Thursday 29 October 2009

SWISS red-faced over metadata information left in press release

Whatever your view on where we are on the economic road to recovery (or not) no business can afford any tarnish to its external image. As reported in the Guardian this week Swiss International Air Lines Ltd has a red face and a tarnish to its image in Canada at least due to an inadvertent link of metadata.

SWISS, as they refer to themselves in the press release, included review comments in the document that they sent out. Although the press release might be 'boring,' as reported by the Guardian, it provides a salutary lesson on how features that are useful in the review stage of a document can be a danger if they are not managed correctly when completing the final version that will be sent out.
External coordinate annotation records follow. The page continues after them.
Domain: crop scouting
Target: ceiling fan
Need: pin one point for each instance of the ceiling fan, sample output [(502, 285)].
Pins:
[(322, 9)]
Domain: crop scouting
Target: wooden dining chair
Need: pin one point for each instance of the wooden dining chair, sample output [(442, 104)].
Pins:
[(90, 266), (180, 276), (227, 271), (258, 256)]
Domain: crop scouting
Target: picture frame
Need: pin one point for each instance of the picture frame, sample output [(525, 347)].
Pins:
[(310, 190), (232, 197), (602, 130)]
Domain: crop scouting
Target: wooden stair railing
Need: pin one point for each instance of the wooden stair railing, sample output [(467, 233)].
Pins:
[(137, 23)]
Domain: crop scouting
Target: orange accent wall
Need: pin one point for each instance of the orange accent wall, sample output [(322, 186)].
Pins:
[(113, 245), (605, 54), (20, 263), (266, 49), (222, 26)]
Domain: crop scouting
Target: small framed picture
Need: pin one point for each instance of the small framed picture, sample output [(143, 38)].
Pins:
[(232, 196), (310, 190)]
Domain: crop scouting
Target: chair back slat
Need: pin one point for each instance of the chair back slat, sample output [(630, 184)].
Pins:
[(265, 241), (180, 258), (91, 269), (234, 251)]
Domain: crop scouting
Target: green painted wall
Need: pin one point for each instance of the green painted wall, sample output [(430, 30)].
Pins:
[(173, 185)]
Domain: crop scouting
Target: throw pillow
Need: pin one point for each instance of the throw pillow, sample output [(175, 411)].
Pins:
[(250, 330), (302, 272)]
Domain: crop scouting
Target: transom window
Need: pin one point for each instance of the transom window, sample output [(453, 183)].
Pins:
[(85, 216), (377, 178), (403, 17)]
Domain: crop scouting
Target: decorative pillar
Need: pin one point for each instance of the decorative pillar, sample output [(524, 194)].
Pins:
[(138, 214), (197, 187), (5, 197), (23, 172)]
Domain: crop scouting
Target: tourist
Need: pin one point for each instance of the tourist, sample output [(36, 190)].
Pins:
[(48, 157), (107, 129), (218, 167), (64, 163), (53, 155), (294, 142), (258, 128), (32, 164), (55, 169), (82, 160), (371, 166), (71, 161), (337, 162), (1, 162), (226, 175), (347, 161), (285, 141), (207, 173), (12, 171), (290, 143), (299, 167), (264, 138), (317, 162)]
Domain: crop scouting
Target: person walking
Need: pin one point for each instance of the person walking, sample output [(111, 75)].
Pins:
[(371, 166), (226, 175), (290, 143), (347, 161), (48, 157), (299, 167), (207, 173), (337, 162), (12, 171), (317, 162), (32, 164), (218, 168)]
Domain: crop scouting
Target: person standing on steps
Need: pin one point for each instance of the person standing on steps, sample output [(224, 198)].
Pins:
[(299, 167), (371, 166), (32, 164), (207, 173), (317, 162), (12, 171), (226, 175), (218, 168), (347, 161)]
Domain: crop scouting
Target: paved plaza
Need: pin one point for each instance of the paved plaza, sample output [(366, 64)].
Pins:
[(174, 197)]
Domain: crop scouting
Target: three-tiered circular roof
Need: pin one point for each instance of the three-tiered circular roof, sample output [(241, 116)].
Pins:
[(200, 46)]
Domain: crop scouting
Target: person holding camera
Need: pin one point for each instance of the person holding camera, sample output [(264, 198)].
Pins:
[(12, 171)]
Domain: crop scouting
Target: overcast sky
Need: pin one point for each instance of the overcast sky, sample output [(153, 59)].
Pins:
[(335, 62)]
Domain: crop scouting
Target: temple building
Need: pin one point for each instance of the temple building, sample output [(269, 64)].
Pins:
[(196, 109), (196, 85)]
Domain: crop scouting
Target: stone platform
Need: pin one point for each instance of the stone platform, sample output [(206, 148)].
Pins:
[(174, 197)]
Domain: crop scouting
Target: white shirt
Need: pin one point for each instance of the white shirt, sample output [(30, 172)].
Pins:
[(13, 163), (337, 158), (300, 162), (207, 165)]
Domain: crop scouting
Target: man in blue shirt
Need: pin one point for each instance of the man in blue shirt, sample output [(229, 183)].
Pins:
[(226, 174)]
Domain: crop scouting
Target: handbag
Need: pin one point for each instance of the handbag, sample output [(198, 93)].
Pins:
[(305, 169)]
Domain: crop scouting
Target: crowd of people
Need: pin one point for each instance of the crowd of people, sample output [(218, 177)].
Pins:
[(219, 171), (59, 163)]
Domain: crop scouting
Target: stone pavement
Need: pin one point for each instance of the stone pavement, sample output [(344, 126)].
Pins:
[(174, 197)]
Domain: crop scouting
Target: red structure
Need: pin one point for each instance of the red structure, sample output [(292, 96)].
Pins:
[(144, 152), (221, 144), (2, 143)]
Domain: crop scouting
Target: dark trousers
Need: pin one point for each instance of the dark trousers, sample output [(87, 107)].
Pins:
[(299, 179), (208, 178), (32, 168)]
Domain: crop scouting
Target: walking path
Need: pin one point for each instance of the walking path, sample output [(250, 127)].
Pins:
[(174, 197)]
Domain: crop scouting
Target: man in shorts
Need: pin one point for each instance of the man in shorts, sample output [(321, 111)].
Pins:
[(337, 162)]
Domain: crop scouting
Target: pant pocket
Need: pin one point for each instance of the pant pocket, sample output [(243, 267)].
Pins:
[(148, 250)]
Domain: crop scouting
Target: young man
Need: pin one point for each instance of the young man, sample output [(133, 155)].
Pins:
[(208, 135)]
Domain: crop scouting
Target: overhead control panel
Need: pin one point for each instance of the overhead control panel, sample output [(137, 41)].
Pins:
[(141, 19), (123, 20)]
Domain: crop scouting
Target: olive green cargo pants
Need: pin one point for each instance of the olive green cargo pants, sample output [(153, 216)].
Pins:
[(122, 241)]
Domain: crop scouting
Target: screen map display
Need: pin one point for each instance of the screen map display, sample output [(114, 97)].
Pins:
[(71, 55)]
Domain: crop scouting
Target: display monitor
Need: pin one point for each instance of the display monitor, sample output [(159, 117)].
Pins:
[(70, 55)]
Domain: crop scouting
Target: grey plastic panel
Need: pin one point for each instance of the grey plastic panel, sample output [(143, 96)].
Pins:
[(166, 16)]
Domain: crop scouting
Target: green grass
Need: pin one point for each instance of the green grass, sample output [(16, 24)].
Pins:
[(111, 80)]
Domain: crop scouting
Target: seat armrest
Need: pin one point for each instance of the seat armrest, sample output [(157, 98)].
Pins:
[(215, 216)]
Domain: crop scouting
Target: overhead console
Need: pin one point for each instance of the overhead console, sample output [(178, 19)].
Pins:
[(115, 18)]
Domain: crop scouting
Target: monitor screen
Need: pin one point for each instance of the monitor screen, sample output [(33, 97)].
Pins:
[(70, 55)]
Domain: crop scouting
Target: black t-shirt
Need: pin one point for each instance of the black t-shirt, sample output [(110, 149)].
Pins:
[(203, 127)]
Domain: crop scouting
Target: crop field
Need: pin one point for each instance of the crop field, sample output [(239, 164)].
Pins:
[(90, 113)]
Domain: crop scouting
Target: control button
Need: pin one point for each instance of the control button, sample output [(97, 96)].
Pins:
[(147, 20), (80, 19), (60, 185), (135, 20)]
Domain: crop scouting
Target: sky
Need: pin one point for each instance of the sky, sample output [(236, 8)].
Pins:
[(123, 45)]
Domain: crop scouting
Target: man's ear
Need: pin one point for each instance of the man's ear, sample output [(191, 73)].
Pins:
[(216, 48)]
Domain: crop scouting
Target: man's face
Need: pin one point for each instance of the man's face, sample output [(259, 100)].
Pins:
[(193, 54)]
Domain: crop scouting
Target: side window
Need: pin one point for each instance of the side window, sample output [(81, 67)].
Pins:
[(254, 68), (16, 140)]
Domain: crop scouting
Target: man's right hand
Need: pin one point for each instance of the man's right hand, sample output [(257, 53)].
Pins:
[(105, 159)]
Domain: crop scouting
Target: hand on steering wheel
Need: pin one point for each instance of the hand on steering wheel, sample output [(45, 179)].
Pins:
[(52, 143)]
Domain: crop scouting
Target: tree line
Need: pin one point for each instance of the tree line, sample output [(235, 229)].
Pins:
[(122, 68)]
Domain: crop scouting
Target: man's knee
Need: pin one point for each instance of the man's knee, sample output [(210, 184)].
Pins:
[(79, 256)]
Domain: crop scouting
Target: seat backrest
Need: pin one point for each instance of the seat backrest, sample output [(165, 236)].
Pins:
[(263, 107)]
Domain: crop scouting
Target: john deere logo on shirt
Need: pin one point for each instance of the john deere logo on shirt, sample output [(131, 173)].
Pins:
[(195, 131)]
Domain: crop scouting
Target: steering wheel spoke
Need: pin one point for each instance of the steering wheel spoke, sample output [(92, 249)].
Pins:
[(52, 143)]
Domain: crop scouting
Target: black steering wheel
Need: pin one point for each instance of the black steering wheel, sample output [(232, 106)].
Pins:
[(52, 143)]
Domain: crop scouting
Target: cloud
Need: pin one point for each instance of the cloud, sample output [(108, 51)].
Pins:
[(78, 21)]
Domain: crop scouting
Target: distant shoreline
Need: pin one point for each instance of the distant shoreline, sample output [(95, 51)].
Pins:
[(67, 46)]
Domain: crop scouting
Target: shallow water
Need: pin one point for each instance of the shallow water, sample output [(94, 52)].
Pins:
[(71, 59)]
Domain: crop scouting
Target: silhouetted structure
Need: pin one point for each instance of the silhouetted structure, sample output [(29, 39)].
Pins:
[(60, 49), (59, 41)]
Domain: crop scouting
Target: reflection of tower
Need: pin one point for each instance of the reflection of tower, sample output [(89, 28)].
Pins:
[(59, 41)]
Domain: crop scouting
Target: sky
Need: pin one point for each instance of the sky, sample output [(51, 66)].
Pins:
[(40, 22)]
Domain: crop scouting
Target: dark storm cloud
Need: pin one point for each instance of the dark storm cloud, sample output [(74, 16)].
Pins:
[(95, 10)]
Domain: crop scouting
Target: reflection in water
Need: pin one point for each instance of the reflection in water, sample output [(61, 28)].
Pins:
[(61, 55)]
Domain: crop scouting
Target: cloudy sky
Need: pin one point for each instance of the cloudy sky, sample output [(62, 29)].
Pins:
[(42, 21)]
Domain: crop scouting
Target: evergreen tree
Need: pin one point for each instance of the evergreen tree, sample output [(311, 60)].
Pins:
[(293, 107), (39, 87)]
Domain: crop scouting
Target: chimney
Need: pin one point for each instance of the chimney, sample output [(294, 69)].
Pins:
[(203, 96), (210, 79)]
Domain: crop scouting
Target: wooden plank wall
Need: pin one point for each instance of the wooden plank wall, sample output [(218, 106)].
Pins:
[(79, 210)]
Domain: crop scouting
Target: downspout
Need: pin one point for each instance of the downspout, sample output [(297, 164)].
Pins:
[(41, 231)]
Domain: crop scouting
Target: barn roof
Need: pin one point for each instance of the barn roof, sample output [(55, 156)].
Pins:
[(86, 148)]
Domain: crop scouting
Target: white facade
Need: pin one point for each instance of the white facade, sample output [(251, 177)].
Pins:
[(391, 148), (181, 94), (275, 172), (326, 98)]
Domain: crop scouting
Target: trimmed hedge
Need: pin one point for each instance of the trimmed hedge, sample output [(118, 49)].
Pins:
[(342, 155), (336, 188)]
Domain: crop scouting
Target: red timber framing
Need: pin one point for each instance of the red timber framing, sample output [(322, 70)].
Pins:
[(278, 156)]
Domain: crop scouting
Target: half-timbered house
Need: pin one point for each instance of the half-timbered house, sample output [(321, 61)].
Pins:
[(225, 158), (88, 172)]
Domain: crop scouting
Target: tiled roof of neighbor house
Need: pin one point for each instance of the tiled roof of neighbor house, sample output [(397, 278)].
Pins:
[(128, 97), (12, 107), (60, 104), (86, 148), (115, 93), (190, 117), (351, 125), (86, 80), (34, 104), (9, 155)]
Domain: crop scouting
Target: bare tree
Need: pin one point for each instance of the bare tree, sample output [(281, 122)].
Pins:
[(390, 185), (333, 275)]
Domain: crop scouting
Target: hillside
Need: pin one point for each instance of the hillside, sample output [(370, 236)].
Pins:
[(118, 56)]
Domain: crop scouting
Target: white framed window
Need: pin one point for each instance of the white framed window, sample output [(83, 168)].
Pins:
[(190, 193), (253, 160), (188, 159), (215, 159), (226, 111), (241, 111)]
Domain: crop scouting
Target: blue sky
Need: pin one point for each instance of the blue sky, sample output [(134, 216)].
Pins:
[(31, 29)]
The file, comments and all, can be found on the Guardian website.

Companies need to remember that converting a document to PDF alone does not protect them from leakage of confidential or embarrassing information via metadata. Although I was not personally sent the press release, and it is not obvious from the posting on the Guardian site, I would say that the release was sent in PDF. Take a look at the other metadata in the PDF file and see what you think (PDF Producer: produced on a Mac, author: initials in this instance, and so on).

This is the perfect example of why it is so important to ensure you have a system in place to automatically remove the metadata information within a document. While the data contained in this file wasn’t damaging to the company, it was definitely embarrassing. Had the data been company private, this could have been a very different situation for them. Make sure your company and your data is protected.